Martin Maney maney at two14.net
Tue Sep 15 05:38:55 CEST 2009


On Sun, Sep 13, 2009 at 01:51:02PM -0500, Daniel Griffin wrote:
> I have been playing with a program which essentially reads some elements
> from a database then starts a "thread" for each element, this can be a few
> elements or thousands. Inside that thread it does some processing then
> starts n sockets to do tasks. The life of the thread is generally a few
> seconds but can stretch up to hours or even days.

> threads - GIL death when I spin up a ton of threads, I can limit how many
> threads I make but I know I am not getting anywhere near full utilization of
> the box.

Yes, native Python threads don't use multiple processors.  That's why
Tornado's setup was to run 4 instances of Torndao (on a quad core box)
behind nginx running to proxy the incoming requests to those worker
processes round robin.  Something like that is probably a reasonable
approach for Python.

> processes - I dont think its a good idea to make processes that are short
> lived, it seems too expensive. This is even worse on windows.
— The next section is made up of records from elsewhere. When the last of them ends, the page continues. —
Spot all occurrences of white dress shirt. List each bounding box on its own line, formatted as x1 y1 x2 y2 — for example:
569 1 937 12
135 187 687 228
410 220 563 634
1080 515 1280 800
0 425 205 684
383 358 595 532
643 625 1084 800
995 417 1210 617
Linux's forking is very fast - in fact forking a new process and
starting a "real" thread are the same process with a few options set
differently IIRC.  OTOH, I believe Python's threading is the user-mode
sort, which should be even quicker to start, but with more limitations
(such as the often-complained about way Python's threading doesn't
scale to multiple cores).  Windows is, indeed, a whole different story,
and if the codebase has to be performant on both Linux and Windows you
may well need to provide different modes of operation.

> async - I would have to re-factor to make this work and havent tried yet.

Async is the state machine approach.  It can yield very good
performance, but its Achille's heel is that it doesn't deal well with
"long" computations even if they're rare (they cause latency for all
pending requests or an often painful refactoring to break the work into
small chunks).  That's the design choice twisted and Tornado make.

> summary - What is the best way to deal with (sometimes) large numbers of
> "threads" that do a small amount of processing and a large amount of socket
> io?

There is no best way, there are only a choice of design tradeoffs. 
>From where you are now, the simplest might be something like Tornado's
deployment model - run a fairly small number of threaded workers with a
work manager that dispatches tasks (data sets or queries or whatever
exactly they are) to these workers.  That should scale at least to
around one worker per core; maybe further if the thread bog-down is due
to internal overhead in Python's threading.

-- 
Beer does more than Pascal can to justify Date's ways to man.